On average we each are missing 123 kb. homozygously. An incomplete genome is the norm. What a goofy species we are..
I'm horribly remiss in tracking the CNV literature, but this comment makes me wonder whether this is atypical at all. How extensively has this been profiled in other vertebrate species and how do other species look in terms of the typical amount of genome missing? I found two papers for dogs, one of which features a former lab mate as senior author and the other one has Evan Eichler in the author list. Some work has clearly been done in mouse as well.
Presumably there is some data for Drosophila, but how extensive? Are folks going through their collections of D. melanogaster collected from all of the world and looking for structural variation? With a second gen sequencer, this would be straightforward to do -- though a lot of libraries would need to be prepped! Many flies could be packed into one lane of Illumina data, so this would take some barcoding. Even cheaper might be to do it on a Polonator (reputed to cost about $500 in consumables per run (not including library prep).
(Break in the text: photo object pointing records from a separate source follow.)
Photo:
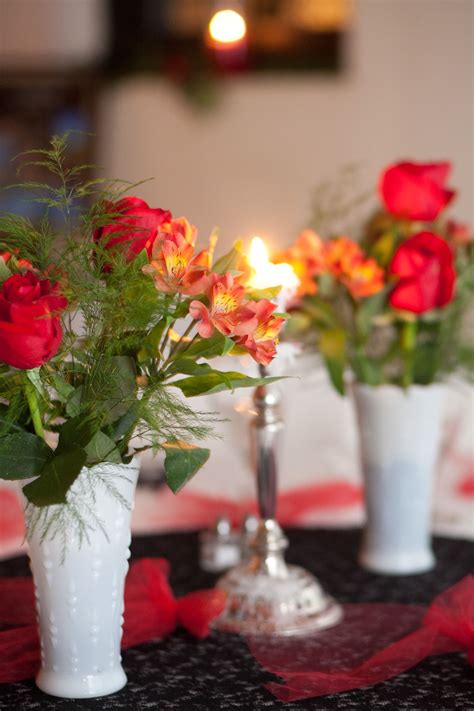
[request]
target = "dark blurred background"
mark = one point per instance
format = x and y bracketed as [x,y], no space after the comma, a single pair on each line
[239,128]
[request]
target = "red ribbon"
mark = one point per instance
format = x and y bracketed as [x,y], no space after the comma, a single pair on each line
[375,642]
[151,612]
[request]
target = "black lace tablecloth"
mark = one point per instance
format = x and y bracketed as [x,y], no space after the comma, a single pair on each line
[220,673]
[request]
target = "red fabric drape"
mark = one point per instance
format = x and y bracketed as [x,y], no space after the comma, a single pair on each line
[375,642]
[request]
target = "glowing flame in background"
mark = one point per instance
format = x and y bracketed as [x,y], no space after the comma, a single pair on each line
[227,27]
[268,274]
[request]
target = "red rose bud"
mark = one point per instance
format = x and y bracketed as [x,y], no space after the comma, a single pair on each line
[416,191]
[424,266]
[30,326]
[133,227]
[14,260]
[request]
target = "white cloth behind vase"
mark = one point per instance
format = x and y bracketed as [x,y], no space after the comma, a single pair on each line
[319,475]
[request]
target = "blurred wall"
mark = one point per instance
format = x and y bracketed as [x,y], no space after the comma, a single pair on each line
[251,164]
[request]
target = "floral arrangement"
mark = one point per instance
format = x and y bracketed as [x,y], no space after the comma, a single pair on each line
[92,299]
[392,306]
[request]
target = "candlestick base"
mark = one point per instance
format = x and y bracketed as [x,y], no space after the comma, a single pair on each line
[267,597]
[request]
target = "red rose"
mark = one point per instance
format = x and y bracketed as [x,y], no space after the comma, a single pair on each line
[19,263]
[416,191]
[426,277]
[30,328]
[133,228]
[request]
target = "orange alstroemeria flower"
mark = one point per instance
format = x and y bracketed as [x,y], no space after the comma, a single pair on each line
[178,230]
[306,256]
[346,261]
[366,278]
[173,266]
[261,343]
[228,311]
[341,255]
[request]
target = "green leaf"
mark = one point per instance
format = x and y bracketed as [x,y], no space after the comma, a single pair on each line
[74,402]
[7,426]
[22,455]
[187,366]
[332,345]
[64,390]
[150,345]
[102,449]
[56,477]
[77,432]
[366,311]
[215,381]
[230,260]
[182,461]
[34,377]
[217,345]
[5,273]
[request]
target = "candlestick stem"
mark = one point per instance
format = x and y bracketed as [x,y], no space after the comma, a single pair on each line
[265,596]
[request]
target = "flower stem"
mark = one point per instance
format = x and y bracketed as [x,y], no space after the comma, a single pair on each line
[180,342]
[408,335]
[33,404]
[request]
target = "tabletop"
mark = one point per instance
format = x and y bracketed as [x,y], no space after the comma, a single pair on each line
[220,673]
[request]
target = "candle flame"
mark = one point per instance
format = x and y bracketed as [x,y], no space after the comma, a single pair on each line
[268,274]
[227,27]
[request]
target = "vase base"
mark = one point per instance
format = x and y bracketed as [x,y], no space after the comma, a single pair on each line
[77,686]
[399,564]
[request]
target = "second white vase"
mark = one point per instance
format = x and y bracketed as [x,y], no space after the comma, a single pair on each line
[399,443]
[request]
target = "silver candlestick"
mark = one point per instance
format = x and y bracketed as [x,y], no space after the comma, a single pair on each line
[265,596]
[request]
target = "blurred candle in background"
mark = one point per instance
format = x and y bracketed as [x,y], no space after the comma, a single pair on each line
[227,37]
[267,275]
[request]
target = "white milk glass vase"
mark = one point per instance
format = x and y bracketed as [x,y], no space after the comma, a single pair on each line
[400,434]
[79,566]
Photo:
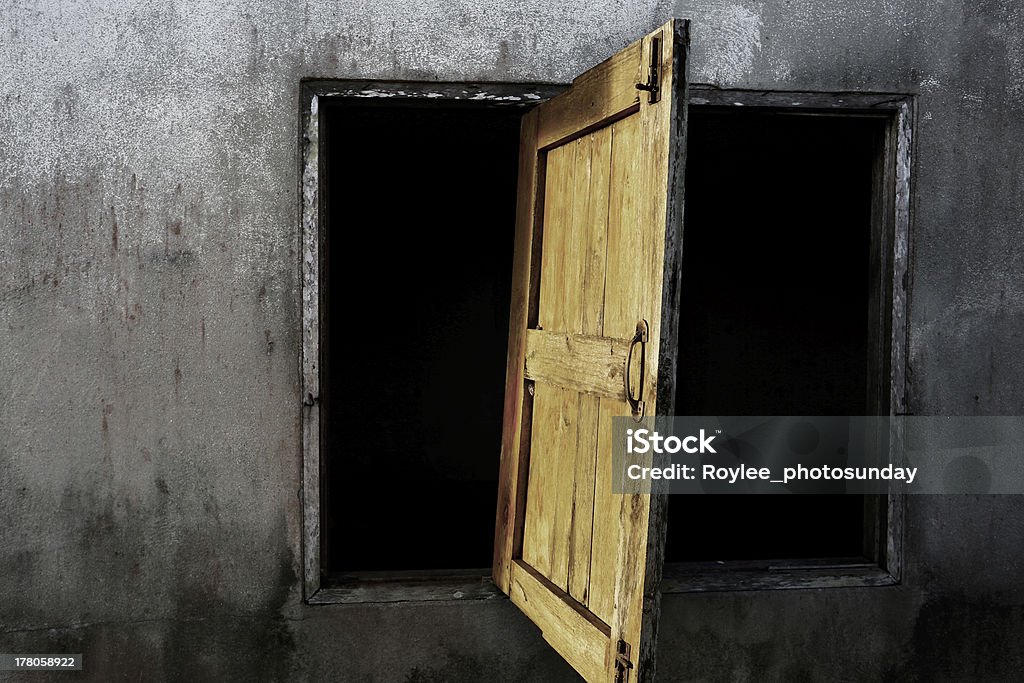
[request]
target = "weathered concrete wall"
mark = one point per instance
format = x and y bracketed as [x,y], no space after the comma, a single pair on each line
[148,332]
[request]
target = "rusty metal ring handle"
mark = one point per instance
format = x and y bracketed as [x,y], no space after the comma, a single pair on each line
[637,403]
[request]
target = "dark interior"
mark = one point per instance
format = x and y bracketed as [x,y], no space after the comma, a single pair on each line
[774,312]
[420,209]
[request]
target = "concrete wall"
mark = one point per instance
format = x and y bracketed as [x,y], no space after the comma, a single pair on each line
[148,332]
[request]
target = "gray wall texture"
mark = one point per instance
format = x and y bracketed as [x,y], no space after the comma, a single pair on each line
[150,512]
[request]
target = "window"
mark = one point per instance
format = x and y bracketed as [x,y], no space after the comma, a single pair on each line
[574,213]
[409,177]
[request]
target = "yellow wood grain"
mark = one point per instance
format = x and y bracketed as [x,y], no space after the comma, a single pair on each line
[573,634]
[572,555]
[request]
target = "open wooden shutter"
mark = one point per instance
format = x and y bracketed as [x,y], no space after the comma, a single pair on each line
[596,258]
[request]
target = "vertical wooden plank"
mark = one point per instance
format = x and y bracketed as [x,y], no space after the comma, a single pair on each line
[621,313]
[605,526]
[515,432]
[641,545]
[593,169]
[549,503]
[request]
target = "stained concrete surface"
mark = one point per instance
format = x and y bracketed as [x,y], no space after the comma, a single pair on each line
[150,313]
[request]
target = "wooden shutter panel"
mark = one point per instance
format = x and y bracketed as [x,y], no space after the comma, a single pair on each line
[597,252]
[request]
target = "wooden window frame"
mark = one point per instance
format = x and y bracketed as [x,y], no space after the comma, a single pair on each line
[891,225]
[366,586]
[891,219]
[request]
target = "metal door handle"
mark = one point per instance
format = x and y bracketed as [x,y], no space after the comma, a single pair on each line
[637,402]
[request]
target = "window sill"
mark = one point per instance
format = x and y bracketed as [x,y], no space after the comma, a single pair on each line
[720,577]
[411,587]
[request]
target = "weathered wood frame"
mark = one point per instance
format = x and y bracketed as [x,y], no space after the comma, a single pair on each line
[891,220]
[365,587]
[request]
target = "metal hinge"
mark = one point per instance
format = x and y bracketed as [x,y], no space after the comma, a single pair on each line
[653,84]
[623,664]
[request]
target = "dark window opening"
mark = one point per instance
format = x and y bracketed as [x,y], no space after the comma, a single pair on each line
[416,262]
[775,299]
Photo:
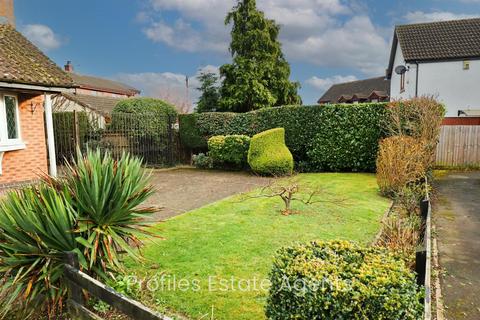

Attacking this by paired-end/mate-pair NGS rather than arrays (which have been the workhorse so far) would enable detecting balanced rearrangements, which arrays are blind to (though there is another tweeted item that Eichler states "Folks you can't get this kind of information from nextgen sequencing; you need old-fashioned capillaries" -- I'd love to hear the background on that) That leads to another proto-thought: will the study of structural variation lead to better resolution of the conundrum of speciation and changes in chromosome structure -- i.e. it's easy to see how such rearrangments could lead to reproductive isolation but not easy to see how they wouldn't be sufficiently non-isolating to allow for enough founders.
Eichler's point was pretty uncontroversial - using short-read sequencing (even with paired-end approaches) there's a fair chunk of the genome that simply can't be accessed due to its extreme repetitiveness, and currently the only technology that can effectively dig into these regions is cloning and capillary sequencing. Of course, even this approach breaks down for the largest and most recent segmental duplications (i.e. those with the longest stretches of identity), which can't be easily mapped with any current technology.
ReplyDeleteI guess we'll have to wait for super-long read third-gen approaches to dig into these areas; with, say, 3000 bp single molecule reads we should be able to assemble over all but the nastiest of these regions of the genome.